The Zimmerwald Observatory (Observatorium Zimmerwald) is an astronomical observatory owned and operated by the Institute of Astronomy of the University of Bern. It has five telescopes of various sizes.

== Location ==
The observatory is located at Zimmerwald, 10 kilometres south of Bern, Switzerland. It is situated on the Längenberg, a chain of hills. It offers a view of the Bernese Alps from 900 metres high.

== History ==
In 1922, the Institute of Astronomy at the University of Bern commenced its astronomical observations at the Muesmatt Observatory, also known as the Old Observatory. Though, this was unsuccessful due to air pollution and the observatory's low-lying position. In 1956, the observatory was moved to Zimmerwald, a high-altitude location that was considered an ideal choice for an observatory, due to its proximity to the city and freeness from the limitations of air and light pollution.
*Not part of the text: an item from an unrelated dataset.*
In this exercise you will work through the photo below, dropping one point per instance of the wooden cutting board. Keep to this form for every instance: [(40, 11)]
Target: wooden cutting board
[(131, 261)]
In 1976 the compact small extension for the second dome with the ZIMLAT telescope was constructed. The 1-meter aperture ZIMLAT telescope was inaugurated in 1997. The 1m ZIMLAT telescope aims to observe satellites for 24 hours a day, weather permitting.

== Discoveries ==
Numerous comets and asteroids have been discovered by Paul Wild (1925–2014) at Zimmerwald Observatory, most notably comet 81P/Wild, which was visited by NASA's Stardust space probe in 2004. The main belt asteroid 1775 Zimmerwald has been named after the location of the observatory.